Le régime social des dividendes met également un frein à l'optimisation sociale pratiquée par les TNS. Afin d'optimiser leurs revenus d'activité, ceux-ci peuvent choisir de minorer leur rémunération soumise aux cotisations sociales et de la compenser en s'attribuant des dividendes, qui eux ne sont en principe pas soumis à ces mêmes charges.

Cet arbitrage permet ainsi de réduire les cotisations sociales du travailleur non salarié (TNS). En contrepartie, ses droits sociaux sont évidemment amoindris mais peuvent être compensés par des contrats privés.

Pour réduire l'impact du régime social des dividendes, deux solutions sont notamment envisageables :
  • l'incorporation des réserves au capital social afin d'augmenter son montant,
  • la transformation de la SARL en SAS car contrairement aux dividendes de SARL, les dividendes versés par les SAS à leurs représentants légaux ne sont pas soumis à cotisations sociales (puisque ces derniers relèvent du régime général des salariés).

Régime social des dividendes 2019 : la cotisation PUMa pour les dirigeants qui ne perçoivent que des dividendes

D'un taux de 8 %, la cotisation PUMa est due par les personnes qui bénéficient de la PUMa (anciennement CMU), ou qui remplissent les conditions pour en bénéficier, même si elles ne l'ont pas demandée.

Plus précisément, la cotisation est due par les dirigeants et associés qui :

  • perçoivent des revenus professionnels inférieurs à 10 % du plafond de la Sécurité sociale (3 973 € pour l'année 2018)
  • et dont les revenus du capital (dividendes, revenus fonciers, plus-values de cessions, intérêts des comptes courants d'associés), éventuellement majorés des moyens d'existence et éléments de train de vie évalués par l'Administration fiscale, sont supérieurs à 25 % du Pass (10 131 €).

Les revenus pris en compte sont constitués des revenus perçus au titre d'une activité professionnelle salariée ou non salariée pour l'année au titre de laquelle la cotisation est appelée.
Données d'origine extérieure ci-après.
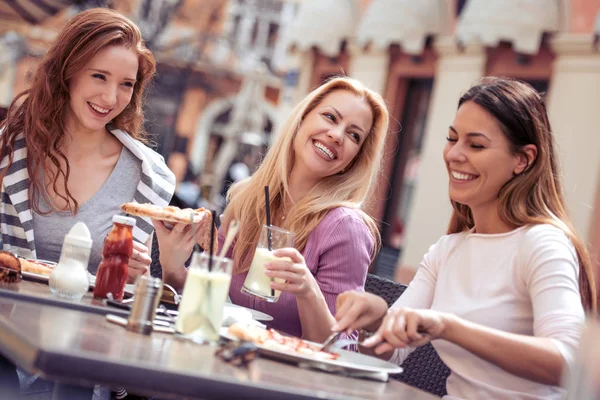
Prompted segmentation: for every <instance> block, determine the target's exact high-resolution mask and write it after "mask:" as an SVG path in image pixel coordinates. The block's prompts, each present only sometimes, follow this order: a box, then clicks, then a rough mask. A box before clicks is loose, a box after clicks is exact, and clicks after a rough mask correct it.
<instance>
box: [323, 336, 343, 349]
mask: <svg viewBox="0 0 600 400" xmlns="http://www.w3.org/2000/svg"><path fill="white" fill-rule="evenodd" d="M341 334H342V332H333V333H332V334H331V335H329V337H328V338H327V339H325V341H324V342H323V344H322V345H321V348H320V349H319V351H327V350H328V349H329V348H330V347H331V346H333V345H334V344H335V342H337V341H338V339H339V338H340V335H341Z"/></svg>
Sont exonérées de la cotisation PUMa :

  • les personnes percevant des revenus d'activité supérieurs au seuil de 10 % du PASS,
  • les personnes dont le conjoint, marié ou pacsé perçoit des revenus d'activité supérieurs à 10 % du PASS,
  • les personnes ayant perçu une pension de retraite, une rente ou une allocation de chômage au cours de l'année,
  • les personnes dont le conjoint, marié ou pacsé n'a pas perçu une pension de retraite, une rente ou une allocation de chômage au cours de l'année,
  • les personnes dont les autres revenus sont inférieurs à 25 % du Pass.

Cette cotisation est calculée et recouvrée directement par l'URSSAF. Il n'y a donc aucune déclaration à effectuer.